The performers take turns playing the role of the Mother. This interchangeability draws into focus both the potentially unnecessary division of who says what in theatre, and the assumptions we make as to who can say, speak to, or represent what. At one point they discuss “fake powerlessness for social invisibility,” which is one of several lasting insights into the role of “the mother” in our (contemporary) society. The mother is called “elderly babushka” and “old lady.” No one suspects her to have revolutionary intent. To think of the myriad ways these assumptions allow for/induce social invisibility is mind-boggling. The next questions are inevitable: Is social invisibility a disadvantage or a power? What might one do with their invisibility once its been assigned to them?

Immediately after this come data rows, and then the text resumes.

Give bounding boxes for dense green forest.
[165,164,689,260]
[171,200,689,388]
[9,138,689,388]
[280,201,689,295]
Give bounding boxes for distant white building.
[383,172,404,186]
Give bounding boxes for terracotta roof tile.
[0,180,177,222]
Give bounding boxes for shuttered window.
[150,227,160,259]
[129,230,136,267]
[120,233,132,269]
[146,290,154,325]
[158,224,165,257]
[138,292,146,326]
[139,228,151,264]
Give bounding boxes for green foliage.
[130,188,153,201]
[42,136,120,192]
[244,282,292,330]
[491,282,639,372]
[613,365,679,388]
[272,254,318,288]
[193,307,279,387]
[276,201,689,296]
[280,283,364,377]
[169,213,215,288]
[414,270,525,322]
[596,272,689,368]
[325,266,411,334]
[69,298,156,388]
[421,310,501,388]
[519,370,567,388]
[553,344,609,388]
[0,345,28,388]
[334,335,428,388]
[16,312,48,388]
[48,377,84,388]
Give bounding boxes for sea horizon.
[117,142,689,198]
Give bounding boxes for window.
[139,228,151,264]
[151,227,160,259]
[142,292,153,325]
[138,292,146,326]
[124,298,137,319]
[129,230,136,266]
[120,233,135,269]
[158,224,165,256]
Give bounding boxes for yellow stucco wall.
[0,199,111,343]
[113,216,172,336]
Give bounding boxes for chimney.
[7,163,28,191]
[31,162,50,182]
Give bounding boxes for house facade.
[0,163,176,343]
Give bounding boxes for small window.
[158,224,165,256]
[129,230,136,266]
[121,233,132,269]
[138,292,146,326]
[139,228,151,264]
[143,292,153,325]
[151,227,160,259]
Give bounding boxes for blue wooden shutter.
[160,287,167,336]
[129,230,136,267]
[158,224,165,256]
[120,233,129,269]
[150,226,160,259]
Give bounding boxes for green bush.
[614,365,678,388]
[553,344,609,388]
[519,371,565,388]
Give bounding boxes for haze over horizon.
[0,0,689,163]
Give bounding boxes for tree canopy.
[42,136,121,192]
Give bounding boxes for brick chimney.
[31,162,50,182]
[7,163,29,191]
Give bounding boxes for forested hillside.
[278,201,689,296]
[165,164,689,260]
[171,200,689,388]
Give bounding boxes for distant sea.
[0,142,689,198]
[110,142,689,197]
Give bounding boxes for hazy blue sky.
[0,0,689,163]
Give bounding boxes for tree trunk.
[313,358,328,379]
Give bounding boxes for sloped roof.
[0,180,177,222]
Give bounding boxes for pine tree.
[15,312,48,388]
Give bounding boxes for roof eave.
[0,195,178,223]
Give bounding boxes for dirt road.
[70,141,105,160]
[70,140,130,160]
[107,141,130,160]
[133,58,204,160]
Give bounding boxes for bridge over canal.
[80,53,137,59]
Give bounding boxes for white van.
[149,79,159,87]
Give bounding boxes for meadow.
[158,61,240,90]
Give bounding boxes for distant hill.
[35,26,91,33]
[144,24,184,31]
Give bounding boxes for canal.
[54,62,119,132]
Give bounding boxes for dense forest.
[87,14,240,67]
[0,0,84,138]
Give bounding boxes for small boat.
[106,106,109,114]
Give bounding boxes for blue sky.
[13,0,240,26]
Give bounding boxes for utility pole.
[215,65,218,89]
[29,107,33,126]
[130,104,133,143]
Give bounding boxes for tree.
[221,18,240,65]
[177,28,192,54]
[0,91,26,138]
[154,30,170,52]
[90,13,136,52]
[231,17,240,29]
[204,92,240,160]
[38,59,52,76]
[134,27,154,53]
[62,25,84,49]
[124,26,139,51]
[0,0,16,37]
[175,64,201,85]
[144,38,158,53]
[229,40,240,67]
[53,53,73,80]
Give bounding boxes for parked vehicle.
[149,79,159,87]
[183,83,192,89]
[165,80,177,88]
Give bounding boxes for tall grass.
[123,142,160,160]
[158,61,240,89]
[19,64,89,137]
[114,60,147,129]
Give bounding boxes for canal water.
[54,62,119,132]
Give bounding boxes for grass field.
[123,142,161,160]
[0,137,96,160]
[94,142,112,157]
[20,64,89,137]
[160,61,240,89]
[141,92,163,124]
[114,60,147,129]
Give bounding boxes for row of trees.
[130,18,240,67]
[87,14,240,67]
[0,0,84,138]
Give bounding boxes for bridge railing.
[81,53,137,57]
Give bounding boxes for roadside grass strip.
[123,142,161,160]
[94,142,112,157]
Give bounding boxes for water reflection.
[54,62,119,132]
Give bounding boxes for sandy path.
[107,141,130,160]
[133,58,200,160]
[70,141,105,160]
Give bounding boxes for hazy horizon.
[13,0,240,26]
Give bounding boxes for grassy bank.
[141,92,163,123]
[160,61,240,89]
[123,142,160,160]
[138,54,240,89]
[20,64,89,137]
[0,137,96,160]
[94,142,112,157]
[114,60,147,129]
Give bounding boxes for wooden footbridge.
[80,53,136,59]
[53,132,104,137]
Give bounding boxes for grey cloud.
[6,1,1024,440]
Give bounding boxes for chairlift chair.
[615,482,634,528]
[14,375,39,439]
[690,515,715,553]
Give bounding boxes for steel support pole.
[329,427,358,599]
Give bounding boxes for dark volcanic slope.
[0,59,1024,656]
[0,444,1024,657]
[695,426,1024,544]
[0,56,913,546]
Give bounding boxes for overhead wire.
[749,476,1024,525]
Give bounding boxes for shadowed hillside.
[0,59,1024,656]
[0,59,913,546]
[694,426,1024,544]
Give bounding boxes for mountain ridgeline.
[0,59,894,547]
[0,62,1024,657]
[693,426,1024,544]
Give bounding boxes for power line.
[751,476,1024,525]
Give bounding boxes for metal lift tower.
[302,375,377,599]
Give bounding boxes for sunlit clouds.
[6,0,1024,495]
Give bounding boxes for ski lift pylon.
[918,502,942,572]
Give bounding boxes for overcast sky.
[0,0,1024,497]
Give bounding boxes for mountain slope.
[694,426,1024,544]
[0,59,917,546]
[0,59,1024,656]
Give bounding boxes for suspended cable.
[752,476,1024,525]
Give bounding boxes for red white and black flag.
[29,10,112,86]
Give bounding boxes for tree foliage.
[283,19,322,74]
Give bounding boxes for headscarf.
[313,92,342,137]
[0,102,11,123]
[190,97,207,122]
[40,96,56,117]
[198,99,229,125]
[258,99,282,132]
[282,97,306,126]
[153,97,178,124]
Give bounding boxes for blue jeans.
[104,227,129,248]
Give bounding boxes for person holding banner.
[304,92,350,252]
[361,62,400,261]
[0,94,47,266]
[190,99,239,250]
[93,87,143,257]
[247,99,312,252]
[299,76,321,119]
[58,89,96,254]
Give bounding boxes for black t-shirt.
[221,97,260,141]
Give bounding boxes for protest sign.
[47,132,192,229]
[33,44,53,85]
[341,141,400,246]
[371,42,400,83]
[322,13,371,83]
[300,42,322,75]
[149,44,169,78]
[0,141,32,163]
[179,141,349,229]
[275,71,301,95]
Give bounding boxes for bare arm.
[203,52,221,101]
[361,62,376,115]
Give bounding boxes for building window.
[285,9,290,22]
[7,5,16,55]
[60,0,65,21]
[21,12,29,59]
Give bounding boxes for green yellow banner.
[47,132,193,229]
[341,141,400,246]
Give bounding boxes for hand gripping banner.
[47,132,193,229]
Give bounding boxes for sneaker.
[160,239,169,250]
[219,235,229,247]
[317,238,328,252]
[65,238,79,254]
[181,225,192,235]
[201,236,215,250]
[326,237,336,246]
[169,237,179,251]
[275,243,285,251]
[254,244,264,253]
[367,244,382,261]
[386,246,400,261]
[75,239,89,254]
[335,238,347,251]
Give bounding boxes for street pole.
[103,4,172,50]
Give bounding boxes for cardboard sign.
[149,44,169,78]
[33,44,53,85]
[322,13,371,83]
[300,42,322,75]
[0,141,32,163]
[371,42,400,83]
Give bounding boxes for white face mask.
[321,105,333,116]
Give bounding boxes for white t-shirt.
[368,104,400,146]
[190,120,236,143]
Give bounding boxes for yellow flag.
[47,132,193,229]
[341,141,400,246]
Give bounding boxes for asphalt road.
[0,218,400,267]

  1. insertion of realism, humor, and/or complication of narrative via personal anecdote

As they change clothes, the performers engage in casual conversation. Gordon asks Gaines: “How’s your mother doing?” Segade steers the conversation into a realm that could still be conversational, but feels slightly more performative: “That reminds me…” He goes on to discuss the aesthetic and historical implications of staging a performance in a white box: a white box’s “historical referent is modernism, which is weird” because that space has now become “contentless and depoliticized.” The play continues.

  1. code of ethics rooted in common sense, conveyed through performative decisions

As the performers link arms and face the audience in single-file formation, they sing of the harsh realities of labor, government, and, maybe, life in general: “Nothing you do does anything.” Later, during a song called “In Praise of Communism,” the lyrics go: “They call it crazy, but it cures craziness.” In this way, the lessons of the play are so simple that they seem not just humorous but irrefutable.

  1. physical rigor

When they choose an audience member to wave a large flag back and forth as the rest of us recite a text projected on the wall, the performers caution him: “It’s a slightly demanding part physically.”

  1. audience participation as both conduit for and manifestation of thematic intent

Gordon interrupts a “teach-in” narrative to give Segade a critique of his teacher character. A question evolves from their dialogue: “How can we use our intersectional class position” (as artists) to enact change in this bankrupt world? They ask the audience to give them a show of hands in answer to several questions about our occupations, then finish with a song called “Before we destroy them all (and that will be soon)”, effectively unifying performers and audience alike on the side of revolution.

It is hard to imagine a more “of the times” performance collective than My Barbarian, but then, just as the times keep changing so does the nature of the performance art that processes, challenges, and informs them. And yet: just as ideals of revolution and liberation were at the fore in the thirties, they are leading exponents in our conversations today. It’s hard not to assume that, decades from now, our conversations will still be those concerned with a more simple, human-centric, equitable freedom.